Penso que respondo aos pontos principais do teu poste. Muito mais haveria a dizer pelos sinais e contradições que detecto aqui e ali, mas esperemos pelo futuro e veremos. Garanto-te que me sentirei aliviado se tu estiveres certo e eu errado.

Comments

  1. Luis Moreira says:

    Pedro, dar um sinal de confiança aos mercados apoiando o PEC não pressupõe que apoie a política de Sócrates, pois a ser assim, não seria uma alternativa. Quanto à saúde acho que devemos defender o SNS, mas defendê-lo, é mantê-lo viável, não é dizer que é possível ter um SNS inteiramente gratuito, porque não é possível. Que ninguem fique sem tratamento por não ter dinheiro mas quem tem, por exemplo, seguros de saúde, deve accionar o seguro quando for a um hospital público. E a educação, idem…

  2. Pedro says:

    Exactamente, Luís, por isso é que eu não me refiro a frases como “Não passamos um cheque em branco ao governo” ou, cito de memória, “o governo não espere que governemos em seu nome”, que me parecem justas e verdadeiras. Mas quando um líder SE OFERECE para dar estabilidade e combater a desconfiança, e no dia seguinte diz que o aliado (que é primeiro ministro de um país) perdeu a credibilidade, aumenta a desconfiança sobre o país, parece-me. Quem é que confia num tipo que perdeu a credibilidade? E num país governado por um tipo sem credibilidade? Isto não é demarcar-se, é dar com uma mão e retirar com a outra, ou seja, é perder também credibilidade.

    • Luís Moreira says:

      Isto é complicado. O PPC teve que lhe dar a mão no PEC e a seguir ou se deixa colar a ele ou afasta-se dizendo que só o apoia no PEC. Eu, e nisso, estou de acordo contigo, jamais estaria de acordo com aumentos de impostos, sem garantias de pararem oa investimentos e de se saber onde vão cortar na despesa.

  3. Vamos a isso, Pedro:

    1. A melhor Constituição que conheço é a Americana. Seria um bom caminho.

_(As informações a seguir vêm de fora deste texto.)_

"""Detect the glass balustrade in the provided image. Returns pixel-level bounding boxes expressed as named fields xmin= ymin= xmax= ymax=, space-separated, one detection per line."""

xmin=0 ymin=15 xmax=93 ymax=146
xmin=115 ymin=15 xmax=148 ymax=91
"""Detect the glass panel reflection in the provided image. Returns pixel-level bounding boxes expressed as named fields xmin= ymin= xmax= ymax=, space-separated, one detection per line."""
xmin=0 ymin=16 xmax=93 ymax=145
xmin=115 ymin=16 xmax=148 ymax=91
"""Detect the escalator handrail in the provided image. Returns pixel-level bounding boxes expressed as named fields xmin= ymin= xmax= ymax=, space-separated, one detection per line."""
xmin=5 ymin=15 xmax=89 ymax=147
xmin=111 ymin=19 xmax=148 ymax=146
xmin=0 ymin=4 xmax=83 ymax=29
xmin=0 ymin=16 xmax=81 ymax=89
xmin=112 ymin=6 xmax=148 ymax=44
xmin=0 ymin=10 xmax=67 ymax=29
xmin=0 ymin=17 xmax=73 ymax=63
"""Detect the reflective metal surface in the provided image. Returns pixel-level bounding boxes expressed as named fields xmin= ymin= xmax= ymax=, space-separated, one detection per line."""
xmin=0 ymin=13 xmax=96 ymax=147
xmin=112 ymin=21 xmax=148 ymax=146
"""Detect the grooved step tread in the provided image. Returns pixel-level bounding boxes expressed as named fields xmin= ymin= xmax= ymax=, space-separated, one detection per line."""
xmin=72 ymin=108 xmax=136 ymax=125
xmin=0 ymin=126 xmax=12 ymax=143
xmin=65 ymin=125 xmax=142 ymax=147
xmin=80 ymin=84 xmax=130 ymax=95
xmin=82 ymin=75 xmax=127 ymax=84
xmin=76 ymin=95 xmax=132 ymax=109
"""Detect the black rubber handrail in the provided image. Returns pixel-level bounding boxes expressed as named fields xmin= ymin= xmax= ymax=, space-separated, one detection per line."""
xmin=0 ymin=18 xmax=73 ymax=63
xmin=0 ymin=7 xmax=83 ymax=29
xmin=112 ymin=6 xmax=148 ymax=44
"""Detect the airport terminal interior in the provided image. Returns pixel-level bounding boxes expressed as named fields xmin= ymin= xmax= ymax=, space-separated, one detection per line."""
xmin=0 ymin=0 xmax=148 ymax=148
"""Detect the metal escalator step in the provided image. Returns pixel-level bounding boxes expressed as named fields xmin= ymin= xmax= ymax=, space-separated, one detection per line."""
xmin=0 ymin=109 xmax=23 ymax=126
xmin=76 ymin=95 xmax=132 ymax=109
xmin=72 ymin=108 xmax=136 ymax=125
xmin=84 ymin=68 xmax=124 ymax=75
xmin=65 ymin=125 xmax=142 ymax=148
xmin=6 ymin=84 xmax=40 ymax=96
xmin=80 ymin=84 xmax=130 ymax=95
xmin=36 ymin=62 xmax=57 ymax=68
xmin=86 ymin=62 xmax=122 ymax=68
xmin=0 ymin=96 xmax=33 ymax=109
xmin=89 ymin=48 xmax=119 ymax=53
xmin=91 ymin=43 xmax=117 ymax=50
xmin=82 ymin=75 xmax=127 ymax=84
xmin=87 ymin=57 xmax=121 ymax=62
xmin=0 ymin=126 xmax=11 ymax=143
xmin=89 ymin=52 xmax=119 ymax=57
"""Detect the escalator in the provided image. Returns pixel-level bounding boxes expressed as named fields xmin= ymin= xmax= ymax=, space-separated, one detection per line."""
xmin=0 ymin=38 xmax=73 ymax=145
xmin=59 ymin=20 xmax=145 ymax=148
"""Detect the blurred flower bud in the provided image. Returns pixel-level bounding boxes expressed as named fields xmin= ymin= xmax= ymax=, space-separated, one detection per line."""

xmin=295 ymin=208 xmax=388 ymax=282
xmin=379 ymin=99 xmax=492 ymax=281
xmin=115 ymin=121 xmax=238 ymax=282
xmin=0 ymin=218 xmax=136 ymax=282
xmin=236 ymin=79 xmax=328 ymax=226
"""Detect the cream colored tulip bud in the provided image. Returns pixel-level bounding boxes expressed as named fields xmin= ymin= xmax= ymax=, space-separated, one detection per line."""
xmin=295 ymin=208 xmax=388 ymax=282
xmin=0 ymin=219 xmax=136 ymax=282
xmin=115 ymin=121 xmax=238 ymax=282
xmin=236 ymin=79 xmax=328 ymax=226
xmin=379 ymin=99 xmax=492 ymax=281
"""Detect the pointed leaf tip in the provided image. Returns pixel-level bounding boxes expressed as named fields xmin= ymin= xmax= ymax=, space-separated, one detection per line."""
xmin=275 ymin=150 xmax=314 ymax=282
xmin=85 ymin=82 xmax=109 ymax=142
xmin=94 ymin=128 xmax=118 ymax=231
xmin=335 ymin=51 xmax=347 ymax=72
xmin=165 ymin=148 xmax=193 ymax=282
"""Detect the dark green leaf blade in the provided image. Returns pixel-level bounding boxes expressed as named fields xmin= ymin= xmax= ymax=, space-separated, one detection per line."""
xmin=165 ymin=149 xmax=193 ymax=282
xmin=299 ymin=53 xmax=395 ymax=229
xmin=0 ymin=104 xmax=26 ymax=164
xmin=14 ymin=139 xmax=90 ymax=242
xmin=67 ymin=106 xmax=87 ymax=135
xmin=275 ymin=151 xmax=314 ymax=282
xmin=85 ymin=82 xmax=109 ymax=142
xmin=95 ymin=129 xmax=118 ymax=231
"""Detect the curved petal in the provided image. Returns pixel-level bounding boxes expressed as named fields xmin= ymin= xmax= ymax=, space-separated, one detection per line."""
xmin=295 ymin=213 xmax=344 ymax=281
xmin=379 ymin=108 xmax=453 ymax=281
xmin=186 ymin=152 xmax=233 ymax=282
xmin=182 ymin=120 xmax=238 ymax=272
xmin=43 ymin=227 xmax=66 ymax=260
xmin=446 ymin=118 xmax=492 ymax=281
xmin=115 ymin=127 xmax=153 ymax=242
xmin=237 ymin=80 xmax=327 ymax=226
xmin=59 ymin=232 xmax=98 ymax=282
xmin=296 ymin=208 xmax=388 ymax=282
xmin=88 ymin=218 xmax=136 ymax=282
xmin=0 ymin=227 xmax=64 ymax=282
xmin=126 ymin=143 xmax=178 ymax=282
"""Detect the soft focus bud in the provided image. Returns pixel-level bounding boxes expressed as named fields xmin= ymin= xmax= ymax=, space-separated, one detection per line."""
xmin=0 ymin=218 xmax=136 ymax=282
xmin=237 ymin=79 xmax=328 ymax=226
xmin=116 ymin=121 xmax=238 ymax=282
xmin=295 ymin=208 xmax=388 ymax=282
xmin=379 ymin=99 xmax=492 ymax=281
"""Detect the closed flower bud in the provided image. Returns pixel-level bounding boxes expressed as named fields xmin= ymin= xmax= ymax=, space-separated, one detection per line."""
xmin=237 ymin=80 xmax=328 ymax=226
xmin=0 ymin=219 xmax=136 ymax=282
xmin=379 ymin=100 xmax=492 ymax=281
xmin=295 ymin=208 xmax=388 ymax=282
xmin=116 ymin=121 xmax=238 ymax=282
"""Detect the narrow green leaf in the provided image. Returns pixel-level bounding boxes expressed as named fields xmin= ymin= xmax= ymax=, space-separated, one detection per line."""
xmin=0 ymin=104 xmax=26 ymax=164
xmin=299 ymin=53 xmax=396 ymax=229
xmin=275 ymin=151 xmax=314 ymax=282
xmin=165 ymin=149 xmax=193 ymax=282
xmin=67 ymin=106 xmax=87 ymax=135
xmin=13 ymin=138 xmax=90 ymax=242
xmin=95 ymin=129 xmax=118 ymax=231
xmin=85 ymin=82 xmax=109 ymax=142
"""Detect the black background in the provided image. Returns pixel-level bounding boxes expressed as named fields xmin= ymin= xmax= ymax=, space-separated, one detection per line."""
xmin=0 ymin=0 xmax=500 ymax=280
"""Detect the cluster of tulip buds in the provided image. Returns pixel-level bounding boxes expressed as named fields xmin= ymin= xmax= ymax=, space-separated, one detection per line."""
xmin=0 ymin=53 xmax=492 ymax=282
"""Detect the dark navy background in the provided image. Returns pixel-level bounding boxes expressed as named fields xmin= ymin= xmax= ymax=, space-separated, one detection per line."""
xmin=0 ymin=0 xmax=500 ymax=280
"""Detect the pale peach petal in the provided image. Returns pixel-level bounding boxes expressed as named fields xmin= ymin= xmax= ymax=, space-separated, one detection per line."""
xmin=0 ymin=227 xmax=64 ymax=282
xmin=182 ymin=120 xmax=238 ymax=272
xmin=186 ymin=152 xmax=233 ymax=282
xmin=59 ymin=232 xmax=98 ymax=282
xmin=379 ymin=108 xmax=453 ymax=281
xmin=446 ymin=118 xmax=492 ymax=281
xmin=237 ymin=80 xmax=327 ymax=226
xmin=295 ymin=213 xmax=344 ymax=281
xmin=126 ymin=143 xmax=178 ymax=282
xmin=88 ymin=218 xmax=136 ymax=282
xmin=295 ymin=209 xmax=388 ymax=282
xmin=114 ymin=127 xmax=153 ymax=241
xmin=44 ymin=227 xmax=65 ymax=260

    2. Diz-me tu: Por que raio o Estado continua a ter um banco? E seguradoras? E uma televisão? E rádios? E, e, e….Servem para?

    3. A entrevista ao ABC foi dada dias antes. As desculpas eram devidas. Se pensares friamente e analisares com cuidado a cronologia das coisas verás que é exactamente ao contrário.

    Um abraço. E assim se prova a pluralidade do Aventar.

  4. Ricardo Santos Pinto says:

    «A melhor Constituição que conheço é a Americana. Seria um bom caminho.» Acho que sim, copiemos o modelo americano no que diz respeito à Saúde.

    «Por que raio o Estado continua a ter um banco? Porque dá lucro e, a par dos sectores estratégicos, o Estado deve manter as empresas que dão lucro. Neste caso, a Banca também é um sector estratégico. Aí estão os liberais: o Estado fica com o que dá prejuizo, privatize-se tudo o que dá lucro. Os nossos amigos precisam.
    Claro que o Estado não devia ter televisões nem rádios, mas isso ja passa pela tentação ds Governos de controlarem a comunicaçao social. Quero ver se o PPC muda isso.